1. de-novo assemblies and read mapping

The first step in the data pipeline aligns sequencing reads, either by mapping each read to a gene, or by de-novo assembly of transcripts from the reads themselves.



from Thiru, P RNA-seq: Methods and Applications. http://jura.wi.mit.edu/bio/education/hot_topics/RNAseq/RNA_Seq.pdf

Mapping transcripts is generally easier in prokaryotes, and requires less computational time, than in eukaryotes. Mapping transcripts to reads is more complicated for eukaryotes, for a variety of reasons.

Prokaryotes
Eukaryotes
smaller genomes and fewer genes much larger genomes and more genes
more likely to have completely sequenced and annotated genomes less likely to have completely sequenced and annotated genome
almost all genes present in single copies many genes are in multigene familes
genes seldom have introns genes almost always have introns; many genes have splice variants
haploid
genomes may be polyploid



The illustration at right shows RNA-seq reads aligned to two eukaryotic genes A and B. Reads that span part of an exon are shown as single lines, whereas reads that include parts of two adjacent exons are indicated by V-shaped lines. The presence of introns being spliced out of pre-mRNA transcripts means that alignment programs have to check to see whether a read contains part of the 3' end of one exon and part of a 5' end of another exon.

It is also notable that most transcriptomics experiments contain reads that map in presumably non-coding intergenic regions. These can either indicate that there are previously-unannotated transcribed regions in the genome, or the presence of untranscribed pseudogenes.

Transcriptomics is also revealing that alternative spllicing occurs more frequently in eukaryotic gene expression than was previously appreciated.

Implementation of a gene expression pipeline

There is no such thing as an off-the shelf pipeline that can simply take raw reads, allow you to press a button, and generate a complete differential expression profile. This is in part because the nature of RNA-seq analysis is such that each step in the process is a decision point at which the results should be inspected to decide both whether the previous step needs to be re-run with different conditions, or with a different program, and also to decide, based on the result of the previous step, which program to use in the next step, or which parameters.
A second reason is that both the RNA sequencing technologies, and the bioinformatics tools are always changing to incorporate new advances. Therefore, RNA analysis pipelines will always be a work in progress.
The main steps can be summarized as follows:

For teaching purposes, this lecture will use as an example the RNA seq pipeline currently in place at the Bio Information Technologies Lab at the University of Manitoba.

Pre-processing and assembly of reads

A simplified workflow for transcriptome assembly is shown at right.

Transcriptome assembly is carried out within the transcriptome directory, and for each major step, a separate subdirectory is used.

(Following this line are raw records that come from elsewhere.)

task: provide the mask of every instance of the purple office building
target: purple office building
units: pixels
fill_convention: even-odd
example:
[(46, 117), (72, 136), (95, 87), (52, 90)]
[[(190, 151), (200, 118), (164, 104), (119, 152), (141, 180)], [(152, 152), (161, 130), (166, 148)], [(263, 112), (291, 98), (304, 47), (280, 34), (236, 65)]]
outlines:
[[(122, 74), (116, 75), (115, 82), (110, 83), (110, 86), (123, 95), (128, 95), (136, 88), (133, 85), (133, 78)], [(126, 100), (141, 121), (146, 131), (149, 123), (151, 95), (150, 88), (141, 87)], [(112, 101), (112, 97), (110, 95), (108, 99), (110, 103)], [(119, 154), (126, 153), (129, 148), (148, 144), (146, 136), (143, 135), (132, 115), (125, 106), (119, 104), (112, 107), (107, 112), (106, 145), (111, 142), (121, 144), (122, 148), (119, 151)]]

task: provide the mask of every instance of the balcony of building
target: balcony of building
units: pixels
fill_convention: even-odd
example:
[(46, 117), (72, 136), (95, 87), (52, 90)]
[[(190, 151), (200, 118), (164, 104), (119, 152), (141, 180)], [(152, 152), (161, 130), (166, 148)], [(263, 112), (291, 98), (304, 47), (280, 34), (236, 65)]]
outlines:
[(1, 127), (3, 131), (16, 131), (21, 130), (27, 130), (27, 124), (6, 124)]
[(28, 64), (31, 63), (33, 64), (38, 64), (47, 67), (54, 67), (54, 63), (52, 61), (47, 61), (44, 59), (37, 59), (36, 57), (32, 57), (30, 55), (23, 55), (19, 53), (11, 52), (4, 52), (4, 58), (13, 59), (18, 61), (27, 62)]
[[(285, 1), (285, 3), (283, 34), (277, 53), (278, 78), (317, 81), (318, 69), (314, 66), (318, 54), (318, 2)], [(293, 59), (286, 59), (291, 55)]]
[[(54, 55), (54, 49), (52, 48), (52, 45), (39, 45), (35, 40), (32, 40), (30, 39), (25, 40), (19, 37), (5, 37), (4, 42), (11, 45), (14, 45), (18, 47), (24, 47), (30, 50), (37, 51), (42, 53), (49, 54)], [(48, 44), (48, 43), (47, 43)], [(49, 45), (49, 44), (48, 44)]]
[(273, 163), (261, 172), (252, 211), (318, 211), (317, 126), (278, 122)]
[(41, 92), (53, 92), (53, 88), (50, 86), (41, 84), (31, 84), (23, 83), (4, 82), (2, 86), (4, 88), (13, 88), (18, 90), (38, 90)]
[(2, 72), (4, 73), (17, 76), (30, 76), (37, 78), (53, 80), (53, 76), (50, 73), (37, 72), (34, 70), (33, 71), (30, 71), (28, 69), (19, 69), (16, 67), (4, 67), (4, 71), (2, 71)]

Raw read files are saved in the reads directory, and symbolic links to these files, with short, meaningful names, are created.

Sequencing adaptors are removed from the raw reads by Trimmomatic and the files containing the trimmed reads are saved in reads.Trimmomatic.

The trimmed reads are used as input by Rcorrector, which corrects errors in the reads and writes the corrected reads to the reads.Trimmomatic.Rcorrector directory.

At each step, FASTQC is run to check the properties of the reads.

Finally, the assembly itself is done using programs such as Trinity  which produces contig files and scaffold files. For each assembly, transrate produces a reports with extensive statistics that can guide the choice of which assembly is best, or which assemblies should be repeated with different a parameters for improvement.



Correction of RNAseq reads is complicated by the dependence of k-mer frequencies on the level of RNA transcripts.

Read correction programs like Quake or Pollux correct DNA sequencing reads by assuming that all reads, and therefore all k-mers, should be present in roughly even quantities for a genome with adequate coverage.

By definition, RNAseq has the goal of measuring the level of RNA transcripts, based on the frequencies of reads from each gene. For this reason, k-mers from strongly expressed transcripts are expected to be found in higher numbers than k-mers from weakly expressed transcripts. It would therefore not be valid to correct RNAseq reads using programs designed for correction of genome sequencing reads.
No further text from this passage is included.